If you only read one more story on NSA, Snowden and surveillance, let it be Guardian editor-in-chief Alan Rusbridger’s detailed account in the November issue of The New York Review of Books. The Guardian was one of the few news organisations trusted with Edward Snowden’s material and Rusbridger both shares the story, discusses the press ethics, legal aspects, government response and the necessity of secret services. The Guardian was forced by the UK government to destroy a laptop computer containing files from Edward Snowden, an event that has caused many newspapers around the world to criticise the UK for lack of respect for the free press. Rusbridger points to the futility of the act, as copies of these files exist in many other places. That is the irony, that the perfect surveillance machine that is the internet, also makes it so difficult to contain the secrets of those collecting that information. Rusbridger also argues against the claim that without secret services having access to electronic communication, the world would “go dark”. It seems this case has been made since the 90’s by security agencies, with ever increasing access to information as a consequence. Never enough, seems to be the credo for such organisations, and to be honest they are probably right – considering only the task at hand: protecting national security, more information is always better. The problem is that other priorities conflict and in normal circumstances there would be democratic review and restriction, but these are secret services so there is a built-in lack of transparency.
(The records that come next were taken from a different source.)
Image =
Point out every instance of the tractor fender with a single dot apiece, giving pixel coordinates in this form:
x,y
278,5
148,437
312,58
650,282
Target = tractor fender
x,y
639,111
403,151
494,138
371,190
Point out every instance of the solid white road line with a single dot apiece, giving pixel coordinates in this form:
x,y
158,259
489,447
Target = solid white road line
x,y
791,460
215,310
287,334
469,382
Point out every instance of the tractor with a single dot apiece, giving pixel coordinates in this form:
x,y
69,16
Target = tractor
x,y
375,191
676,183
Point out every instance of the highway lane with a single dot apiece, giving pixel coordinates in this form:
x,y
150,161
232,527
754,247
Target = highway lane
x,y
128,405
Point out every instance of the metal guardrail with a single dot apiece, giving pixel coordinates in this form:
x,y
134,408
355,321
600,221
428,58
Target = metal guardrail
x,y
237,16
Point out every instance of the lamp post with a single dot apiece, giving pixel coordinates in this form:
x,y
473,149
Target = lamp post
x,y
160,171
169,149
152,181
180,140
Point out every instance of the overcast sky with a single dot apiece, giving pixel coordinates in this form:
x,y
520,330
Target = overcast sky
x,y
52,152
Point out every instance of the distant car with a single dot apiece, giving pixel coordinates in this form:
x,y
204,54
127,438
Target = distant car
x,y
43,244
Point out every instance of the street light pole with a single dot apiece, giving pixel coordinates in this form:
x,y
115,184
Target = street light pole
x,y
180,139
Rusbridger does not make this explicit, but from Netopia’s point-of-view these is a good illustration of a technological imperative: if technology makes something possible, then it must be realised. If security agencies can collect all the information in the world, then they must – the argument goes. But technological imperatives are absurd, we don’t want everything that can be done with technology to actually become reality. American writer and Silicon Valley visionary Jaron Lanier brings the example of hacked pace-makers – the world is much better off without the opportunity to stop somebody’s heartbeat from a distance. Or the extreme of gun control, most people would prefer that not everybody carry guns even if that is technologically possible. We put all kinds of restrictions in place on technology in order to balance different priorities and have a functioning society. Cars can go faster than 200 kph but we set speed limits on most roads. Access to hazardous chemicals is restricted. You must have  a license to practice many jobs. Our world is full of compromise and offset, and democracy is the system for making these judgement calls. Alan Rusbridger seems to say that the answer is putting security agencies on a shorter leash.

NSA, GCHQ and others also weaken encryption, making communication vulnerable also to other threats. This is a problem of course, who hasn’t received phishing attempts in their e-mail? There is no shortage of malicious interests trying to get hold of our personal information. But it seems encryption, anonymity or invisibility is an insufficient response to privacy online. Even with encrypted e-mail, the headers are still visible. Invisibility programs are cracked sooner or later. One day, someone might have enough computer power to analyse all data online. So we have the option of giving up privacy altogether or stop using online services, at least for some purposes. But there is a third way: we can use democracy as a tool, to make sure the rights and values we agree on are respected online . That means stricter regulation on security agencies, but also stricter governance of private companies that handle our data traffic and personal data. We must stop regarding the internet as a place outside the law and start treating it as a part of society.